A major challenge is global coordination. AI markets cross borders. If rules diverge, firms may face a patchwork of demands. International groups, including standards bodies, are working to align definitions and tests. The aim is to keep compliance predictable while raising the safety floor everywhere.
What to watch next
- Testing standards: Expect more technical guidance from safety institutes and standards groups. They will refine methods for red-teaming, content provenance, and model reporting.
- EU AI Act roll-out: Prohibitions on the most harmful practices will arrive first. Obligations for high-risk systems and general-purpose models will follow over time, with guidance to clarify scope.

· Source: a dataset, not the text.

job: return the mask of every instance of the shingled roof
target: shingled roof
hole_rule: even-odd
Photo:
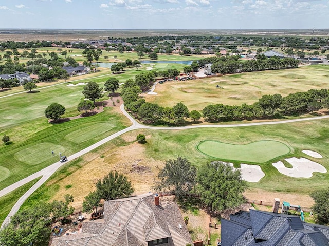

- U.S. rulemaking: Agencies are drafting sector rules, from healthcare to critical infrastructure. The focus is on safety, non-discrimination, and transparency.
- Open science vs. security: Debates will intensify over when to open-source models. Researchers value transparency. Policymakers worry about misuse and are considering safeguards.
- Benchmarks and audits: Independent evaluations and audits may become routine for powerful models. The credibility of these checks will depend on access and methodology.
The core question is whether governance can keep pace with capability. The answer will hinge on measurement, transparency, and cooperation. For now, the direction is clear. The world is building a common playbook for AI safety. The next phase is execution.